General characteristics
- Class & type: Pacific Forum-class patrol boat
- Displacement: 162 tons
- Length: 103 ft (31 m)

= VOEA Neiafu =

VOEA Neiafu (P201) was a Pacific Forum patrol vessel operated by Tonga from 1989 until its decommissioning in 2020.

==Background==

When the United Nations Convention on the Law of the Sea extended maritime nations' exclusive economic zone (EEZ) to 200 km, Australia designed and built 22 patrol vessels for 12 of its fellow members of the Pacific Forum. Australia provided the patrol vessels free of charge, and helped build port facilities and provide training. This allowed its neighbours to exercise sovereignty over their EEZ, intercept smugglers, poaching fishers, and provide emergency services.

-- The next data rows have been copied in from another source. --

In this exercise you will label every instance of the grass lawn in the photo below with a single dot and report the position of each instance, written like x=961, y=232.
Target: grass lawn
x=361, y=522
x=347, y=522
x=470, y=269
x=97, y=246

Australia will replace Neiafu and her two sister ships with two slightly larger and more capable vessels between 2019 and 2020.

==Design==

The 31.5 m vessels displace 162 tonnes, and are built using commercial off-the-shelf (COTS) equipment, instead of more expensive, high-performance, military-grade equipment, to ease the maintenance burden, since local maintenance will be performed in small, isolated shipyards.

==Operational history==

In 2009, after 20 years of service, Neiafu returned to Australia for a major refit.

In 2015 Neiafu traveled to Vanuatu to provide aid following a typhoon.

In 2016 Neiafu participated in a joint exercise with vessels of other nations.

Neiafu completed another Australian refit in 2017.